1. **Network Type Detection**: urunc determines the network mode based on container annotations. If the container name annotation (`io.kubernetes.cri.container-name`) is `"user-container"`, static mode is used; otherwise, dynamic mode is used.

2. **Interface Discovery**: urunc locates the `eth0` interface in the current network namespace.
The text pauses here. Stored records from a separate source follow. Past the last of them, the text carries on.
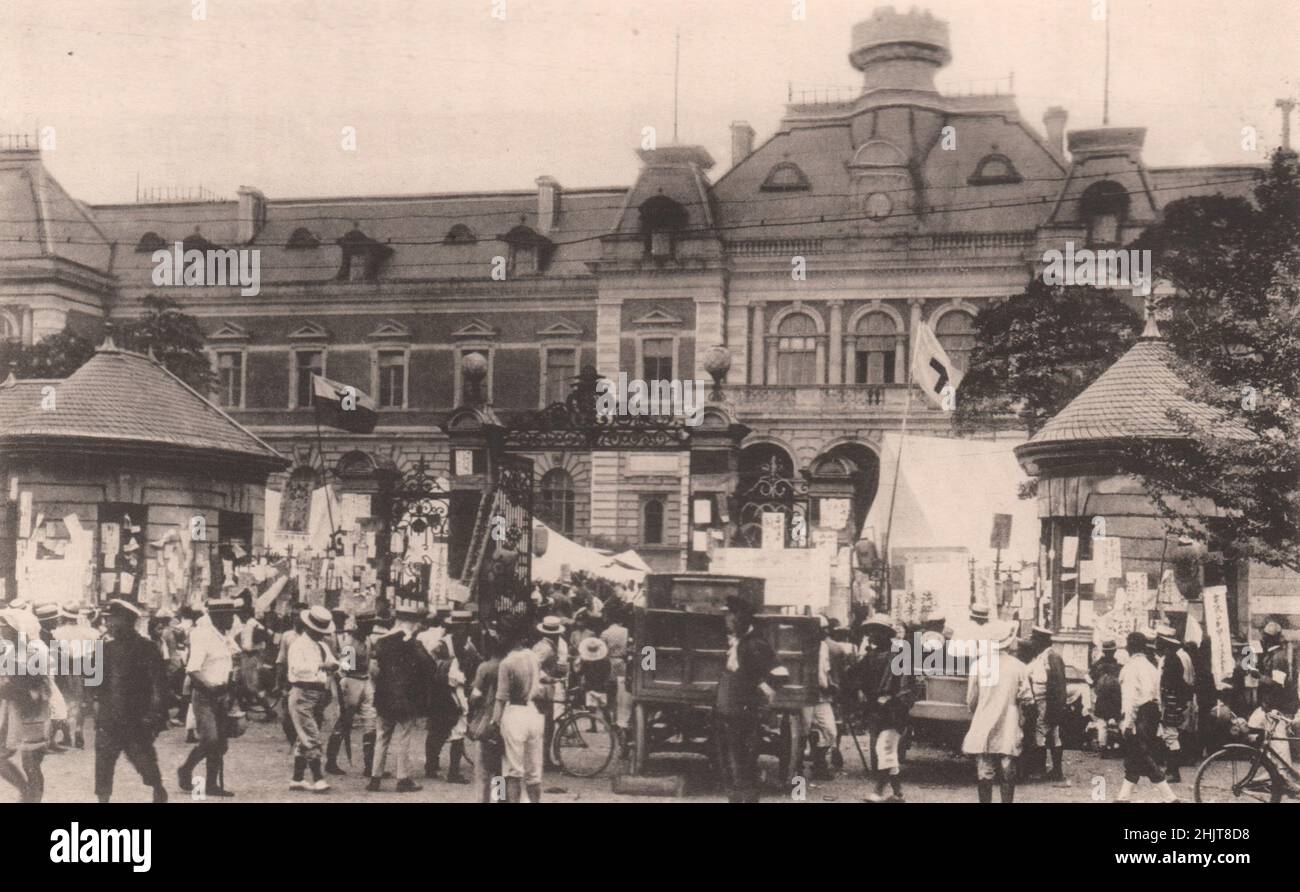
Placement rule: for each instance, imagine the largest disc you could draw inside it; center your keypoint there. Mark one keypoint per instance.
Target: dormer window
(362, 256)
(303, 238)
(528, 252)
(460, 234)
(662, 221)
(1104, 207)
(150, 242)
(785, 177)
(995, 170)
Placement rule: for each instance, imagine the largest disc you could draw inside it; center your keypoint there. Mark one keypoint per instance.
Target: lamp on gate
(718, 363)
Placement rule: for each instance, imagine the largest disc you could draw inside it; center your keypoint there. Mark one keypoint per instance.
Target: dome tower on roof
(900, 51)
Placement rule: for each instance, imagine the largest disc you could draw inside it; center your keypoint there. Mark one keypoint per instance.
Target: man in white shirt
(1139, 691)
(209, 667)
(311, 666)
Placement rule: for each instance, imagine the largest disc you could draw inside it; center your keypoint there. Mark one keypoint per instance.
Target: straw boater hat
(551, 626)
(880, 620)
(317, 619)
(1166, 633)
(129, 606)
(592, 650)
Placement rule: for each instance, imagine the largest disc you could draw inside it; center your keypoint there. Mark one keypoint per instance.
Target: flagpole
(893, 488)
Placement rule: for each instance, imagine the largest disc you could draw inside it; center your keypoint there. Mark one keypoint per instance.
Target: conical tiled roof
(120, 397)
(1130, 401)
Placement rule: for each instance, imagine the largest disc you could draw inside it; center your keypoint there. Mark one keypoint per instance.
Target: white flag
(931, 367)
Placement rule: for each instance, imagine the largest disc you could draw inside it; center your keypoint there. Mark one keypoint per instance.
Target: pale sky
(447, 98)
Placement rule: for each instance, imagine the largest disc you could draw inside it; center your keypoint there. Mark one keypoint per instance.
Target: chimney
(742, 141)
(252, 213)
(1053, 122)
(547, 204)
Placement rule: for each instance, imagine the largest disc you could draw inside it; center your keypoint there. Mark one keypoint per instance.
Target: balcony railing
(850, 399)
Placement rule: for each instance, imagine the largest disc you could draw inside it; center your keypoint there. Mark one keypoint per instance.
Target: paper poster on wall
(774, 529)
(1220, 631)
(1069, 550)
(1106, 563)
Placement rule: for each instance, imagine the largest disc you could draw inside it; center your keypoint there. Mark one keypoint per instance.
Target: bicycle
(584, 741)
(1247, 773)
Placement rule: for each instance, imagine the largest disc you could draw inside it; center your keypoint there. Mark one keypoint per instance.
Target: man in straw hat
(403, 676)
(25, 700)
(745, 692)
(311, 666)
(1139, 688)
(996, 693)
(131, 702)
(209, 669)
(356, 693)
(1048, 683)
(887, 697)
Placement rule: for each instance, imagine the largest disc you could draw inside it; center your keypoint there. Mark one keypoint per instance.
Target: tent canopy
(948, 493)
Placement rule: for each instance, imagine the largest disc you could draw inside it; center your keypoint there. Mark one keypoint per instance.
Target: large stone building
(813, 260)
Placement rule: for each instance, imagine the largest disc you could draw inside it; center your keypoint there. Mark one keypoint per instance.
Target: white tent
(948, 492)
(563, 555)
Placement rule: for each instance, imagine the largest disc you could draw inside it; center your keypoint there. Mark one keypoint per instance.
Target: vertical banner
(1217, 627)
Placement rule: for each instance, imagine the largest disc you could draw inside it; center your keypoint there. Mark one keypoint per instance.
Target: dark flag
(343, 406)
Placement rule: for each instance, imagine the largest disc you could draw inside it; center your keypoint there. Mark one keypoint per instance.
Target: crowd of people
(488, 693)
(391, 674)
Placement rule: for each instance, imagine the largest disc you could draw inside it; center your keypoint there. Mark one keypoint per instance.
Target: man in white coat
(997, 691)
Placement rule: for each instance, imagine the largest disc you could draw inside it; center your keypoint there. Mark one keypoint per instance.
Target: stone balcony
(844, 401)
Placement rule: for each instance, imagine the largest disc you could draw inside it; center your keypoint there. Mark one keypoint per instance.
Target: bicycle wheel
(584, 744)
(1236, 774)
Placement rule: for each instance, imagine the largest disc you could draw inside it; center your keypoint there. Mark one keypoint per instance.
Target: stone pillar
(836, 366)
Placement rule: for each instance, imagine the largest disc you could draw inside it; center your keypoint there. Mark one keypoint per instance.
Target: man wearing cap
(745, 691)
(887, 697)
(311, 666)
(24, 706)
(131, 702)
(553, 655)
(1106, 705)
(403, 672)
(356, 693)
(209, 667)
(996, 693)
(1175, 697)
(77, 637)
(515, 718)
(1139, 685)
(1047, 680)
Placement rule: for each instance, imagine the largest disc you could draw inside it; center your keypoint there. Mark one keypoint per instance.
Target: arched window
(1104, 207)
(995, 169)
(785, 177)
(555, 502)
(661, 221)
(956, 332)
(651, 522)
(876, 350)
(796, 350)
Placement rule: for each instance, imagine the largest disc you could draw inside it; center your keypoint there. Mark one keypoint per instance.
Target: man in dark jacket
(403, 676)
(887, 697)
(744, 693)
(131, 702)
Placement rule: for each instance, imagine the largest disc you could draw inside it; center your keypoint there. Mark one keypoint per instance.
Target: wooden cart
(680, 653)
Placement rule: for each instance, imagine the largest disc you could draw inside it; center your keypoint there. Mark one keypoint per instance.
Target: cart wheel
(638, 740)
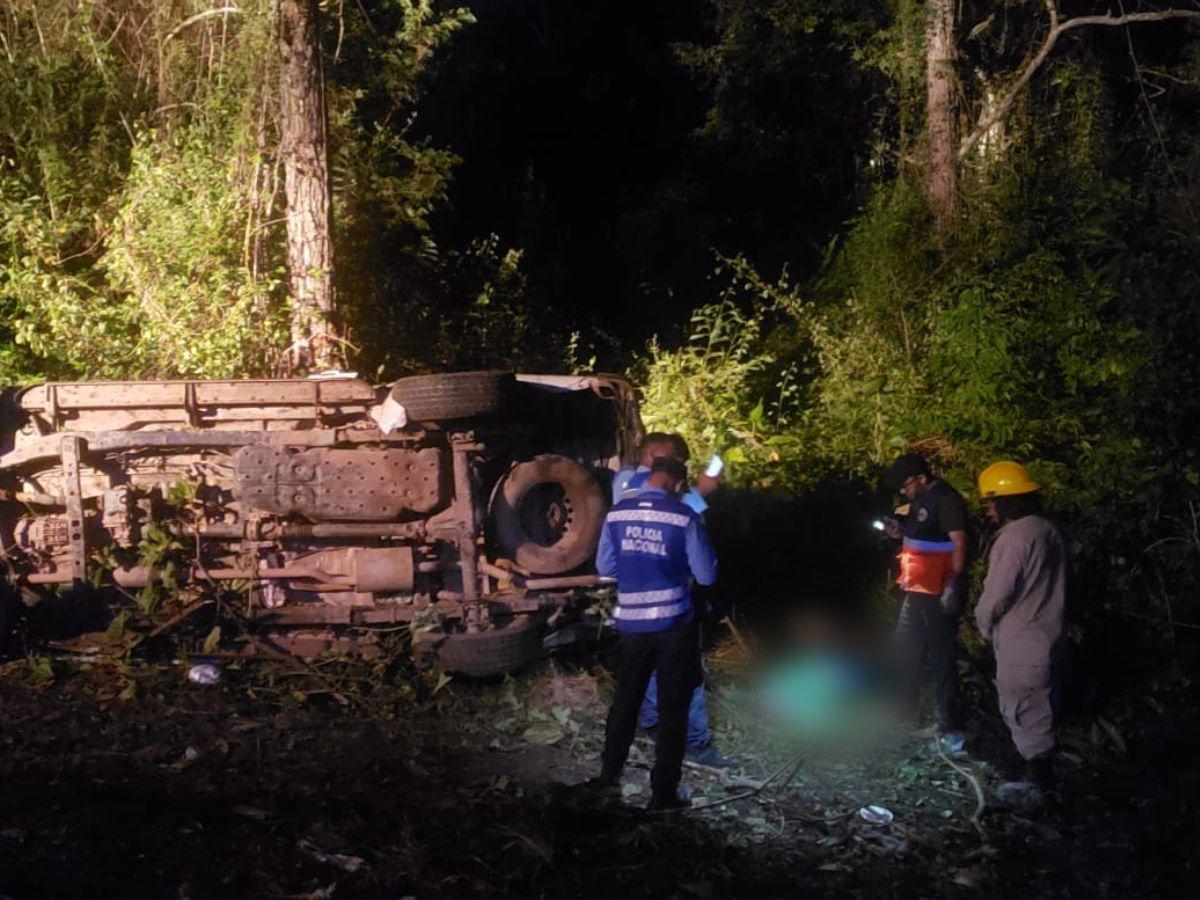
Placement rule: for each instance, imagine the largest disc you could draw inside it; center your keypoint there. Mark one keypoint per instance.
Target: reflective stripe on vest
(649, 515)
(646, 605)
(925, 567)
(649, 613)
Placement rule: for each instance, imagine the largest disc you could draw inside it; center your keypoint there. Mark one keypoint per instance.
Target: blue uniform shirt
(628, 481)
(654, 545)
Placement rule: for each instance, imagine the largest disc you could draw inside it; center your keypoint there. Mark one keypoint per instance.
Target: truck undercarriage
(467, 503)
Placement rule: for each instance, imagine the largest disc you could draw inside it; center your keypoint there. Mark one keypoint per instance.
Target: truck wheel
(455, 395)
(496, 651)
(546, 515)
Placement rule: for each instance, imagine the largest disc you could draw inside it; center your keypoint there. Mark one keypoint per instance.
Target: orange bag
(925, 567)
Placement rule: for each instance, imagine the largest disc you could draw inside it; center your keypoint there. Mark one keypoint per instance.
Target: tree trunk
(303, 148)
(941, 181)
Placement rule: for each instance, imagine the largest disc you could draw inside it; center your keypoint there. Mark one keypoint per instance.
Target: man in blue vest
(628, 483)
(654, 545)
(933, 576)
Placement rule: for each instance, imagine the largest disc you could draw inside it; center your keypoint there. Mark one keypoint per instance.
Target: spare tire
(547, 514)
(497, 651)
(454, 395)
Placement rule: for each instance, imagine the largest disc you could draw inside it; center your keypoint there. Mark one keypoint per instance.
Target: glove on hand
(953, 594)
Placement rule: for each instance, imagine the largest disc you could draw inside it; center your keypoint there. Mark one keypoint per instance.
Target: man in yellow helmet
(1021, 611)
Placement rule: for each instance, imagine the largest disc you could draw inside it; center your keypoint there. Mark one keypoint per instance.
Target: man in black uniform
(933, 575)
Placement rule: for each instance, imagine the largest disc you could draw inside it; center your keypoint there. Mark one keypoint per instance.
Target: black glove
(954, 594)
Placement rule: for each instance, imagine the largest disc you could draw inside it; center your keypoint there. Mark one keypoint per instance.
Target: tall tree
(305, 154)
(941, 51)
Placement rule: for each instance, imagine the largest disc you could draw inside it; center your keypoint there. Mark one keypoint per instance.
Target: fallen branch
(790, 767)
(981, 803)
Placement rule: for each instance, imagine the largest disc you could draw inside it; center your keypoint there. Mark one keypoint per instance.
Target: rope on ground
(981, 803)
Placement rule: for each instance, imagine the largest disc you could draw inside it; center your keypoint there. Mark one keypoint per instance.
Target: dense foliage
(1044, 328)
(141, 187)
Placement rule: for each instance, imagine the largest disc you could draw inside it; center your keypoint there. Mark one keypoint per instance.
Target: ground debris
(267, 785)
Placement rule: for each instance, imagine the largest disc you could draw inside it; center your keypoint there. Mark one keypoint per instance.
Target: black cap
(904, 468)
(675, 468)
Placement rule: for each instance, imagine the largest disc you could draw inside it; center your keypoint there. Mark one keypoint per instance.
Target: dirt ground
(347, 779)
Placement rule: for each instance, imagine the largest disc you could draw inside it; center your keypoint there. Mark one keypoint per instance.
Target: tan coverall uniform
(1021, 613)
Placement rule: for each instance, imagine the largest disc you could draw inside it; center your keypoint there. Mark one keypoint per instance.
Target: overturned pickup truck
(466, 504)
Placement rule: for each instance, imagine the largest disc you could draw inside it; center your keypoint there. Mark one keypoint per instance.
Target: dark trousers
(927, 635)
(675, 655)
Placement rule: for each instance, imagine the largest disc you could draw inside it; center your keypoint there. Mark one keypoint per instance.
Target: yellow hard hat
(1003, 479)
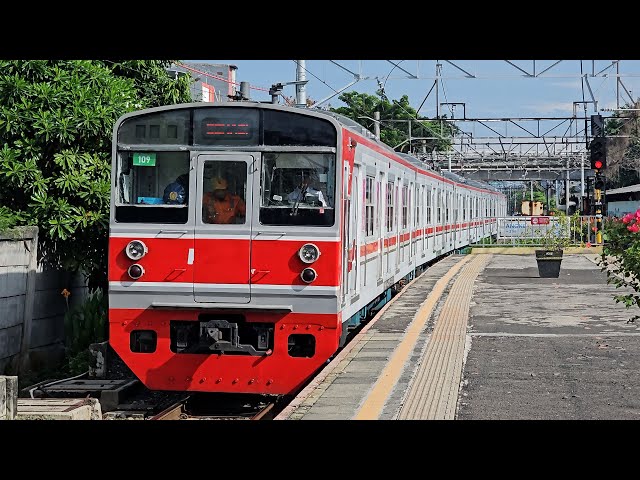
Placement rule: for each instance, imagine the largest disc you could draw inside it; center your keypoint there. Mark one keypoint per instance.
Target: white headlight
(309, 253)
(136, 249)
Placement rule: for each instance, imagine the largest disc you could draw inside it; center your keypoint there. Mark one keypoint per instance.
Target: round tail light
(308, 275)
(135, 271)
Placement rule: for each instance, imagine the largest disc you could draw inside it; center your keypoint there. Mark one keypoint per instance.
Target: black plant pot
(549, 263)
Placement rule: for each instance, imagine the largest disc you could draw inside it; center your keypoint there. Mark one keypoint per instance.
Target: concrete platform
(59, 409)
(519, 347)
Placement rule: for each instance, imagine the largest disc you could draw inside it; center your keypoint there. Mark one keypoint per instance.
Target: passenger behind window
(306, 192)
(221, 206)
(177, 192)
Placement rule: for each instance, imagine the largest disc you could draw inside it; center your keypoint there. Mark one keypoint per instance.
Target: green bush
(85, 324)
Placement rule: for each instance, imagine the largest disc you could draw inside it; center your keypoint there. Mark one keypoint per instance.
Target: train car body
(259, 303)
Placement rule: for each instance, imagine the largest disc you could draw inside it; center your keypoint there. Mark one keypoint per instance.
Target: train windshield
(298, 189)
(156, 181)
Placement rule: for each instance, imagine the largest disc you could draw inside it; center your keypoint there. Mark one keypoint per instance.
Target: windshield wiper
(297, 204)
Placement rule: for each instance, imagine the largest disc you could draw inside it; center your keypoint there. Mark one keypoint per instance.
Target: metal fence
(528, 231)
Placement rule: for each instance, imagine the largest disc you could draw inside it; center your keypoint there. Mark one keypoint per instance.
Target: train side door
(223, 221)
(355, 228)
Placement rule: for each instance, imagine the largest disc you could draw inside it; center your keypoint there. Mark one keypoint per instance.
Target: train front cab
(249, 305)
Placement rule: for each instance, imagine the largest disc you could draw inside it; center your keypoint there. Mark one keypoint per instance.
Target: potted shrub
(553, 241)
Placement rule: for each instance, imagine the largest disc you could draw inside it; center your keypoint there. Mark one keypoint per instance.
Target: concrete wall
(32, 306)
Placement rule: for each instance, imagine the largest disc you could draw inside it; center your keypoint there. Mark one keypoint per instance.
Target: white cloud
(573, 84)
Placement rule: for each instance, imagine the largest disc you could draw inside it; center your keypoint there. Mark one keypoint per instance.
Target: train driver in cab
(221, 206)
(305, 191)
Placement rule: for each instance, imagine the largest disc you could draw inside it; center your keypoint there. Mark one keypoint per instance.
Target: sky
(499, 89)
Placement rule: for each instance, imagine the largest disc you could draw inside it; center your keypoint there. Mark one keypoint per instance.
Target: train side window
(369, 206)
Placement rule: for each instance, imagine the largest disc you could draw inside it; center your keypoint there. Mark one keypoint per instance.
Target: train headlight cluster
(309, 253)
(308, 275)
(136, 249)
(135, 271)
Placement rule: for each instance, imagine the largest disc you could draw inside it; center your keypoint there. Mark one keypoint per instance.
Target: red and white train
(259, 302)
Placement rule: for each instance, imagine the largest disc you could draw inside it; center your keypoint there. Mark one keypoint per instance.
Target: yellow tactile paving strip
(374, 403)
(433, 393)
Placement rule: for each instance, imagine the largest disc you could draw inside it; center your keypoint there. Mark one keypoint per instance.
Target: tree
(623, 147)
(56, 126)
(395, 117)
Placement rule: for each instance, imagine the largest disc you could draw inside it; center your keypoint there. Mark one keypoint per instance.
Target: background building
(214, 82)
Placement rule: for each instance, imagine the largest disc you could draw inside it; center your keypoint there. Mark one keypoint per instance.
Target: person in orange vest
(221, 206)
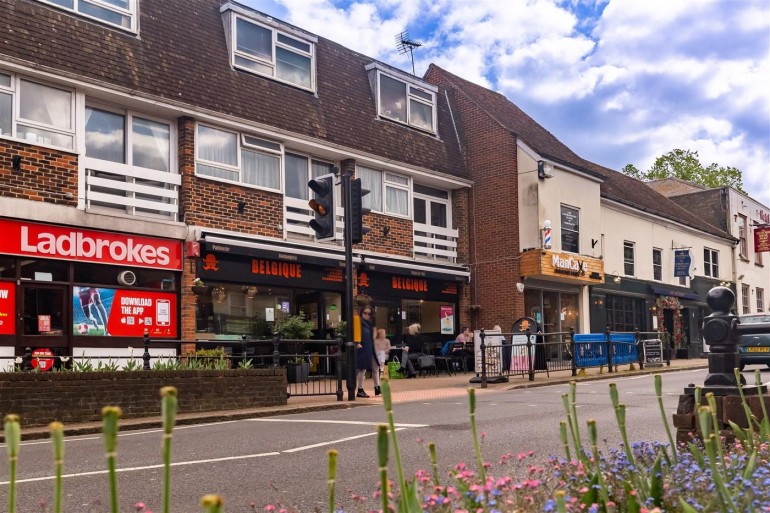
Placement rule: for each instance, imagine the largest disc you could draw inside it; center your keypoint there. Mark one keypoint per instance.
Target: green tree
(685, 165)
3. **TAP Device Creation**: A TAP device is created with:
- Name: `tapX_urunc` (where X is an index, typically 0)
- Mode: TAP (Layer 2)
- Single queue (required for some VMMs like Firecracker)
- VNET header support (for virtio_net compatibility)
- MTU matching the `eth0` interface
- Ownership set to the container's UID/GID

4. **Interface Configuration**:
- **Dynamic mode**: TC rules are applied to bridge TAP and `eth0`
- **Static mode**: Static IP is assigned to TAP, NAT rules are configured

5. **Network Information**: urunc collects network configuration (IP, gateway, mask, MAC) and passes it to the VMM to configure the VM's network interface.

## Technical Details

### TAP Device Creation

The TAP device is created using Linux's TUN/TAP interface with the following characteristics:

- **Type**: TAP (Layer 2, Ethernet frames) as opposed to TUN (Layer 3, IP packets)
- **Queues**: Single queue (multiqueue not supported by all VMMs)
- **Flags**:
- `TUNTAP_ONE_QUEUE`: Single queue operation
- `TUNTAP_VNET_HDR`: Enables parsing of vnet headers added by the VM's virtio_net implementation

### Traffic Control Rules

In dynamic mode, urunc uses Linux Traffic Control (TC) to create a transparent bridge:

1. **Ingress Qdisc**: Added to both TAP and `eth0` interfaces
- Type: `ingress`
- Parent: `HANDLE_INGRESS` (0xfffffff0)

2. **Redirect Filters**: U32 filters with MirredAction
- Protocol: `ETH_P_ALL` (captures all Ethernet frames)
- Action: `TCA_EGRESS_REDIR` (redirects to target interface)
- Bidirectional: Two filters create a full-duplex bridge

### NAT Configuration

In static mode, urunc configures NAT using iptables:

- **Table**: `nat`
- **Chain**: `POSTROUTING`
- **Rule**: Masquerade traffic from the TAP device's subnet when exiting via `eth0`
- **IP Forwarding**: Enabled via `/proc/sys/net/ipv4/ip_forward`

## Network Cleanup

When a container is deleted, urunc performs network cleanup:

1. All TC filters are removed from both the TAP device and `eth0`
2. All qdiscs are removed from both interfaces
3. The TAP device is brought down and deleted

This ensures no network artifacts remain after container termination.

## Future Improvements

Several areas for improvement have been identified:

1. **Multiple Unikernels per Namespace**: Currently, only one unikernel per network namespace is supported in dynamic mode. Future work may enable multiple TAP devices with proper routing.

2. **Interface Discovery**: Currently, urunc assumes the CNI-created interface is named `eth0`. Future versions may dynamically discover the actual interface name.

3. **Network Type Configuration**: Currently, network type is determined by container annotations. Future versions may allow explicit configuration via annotations or configuration files.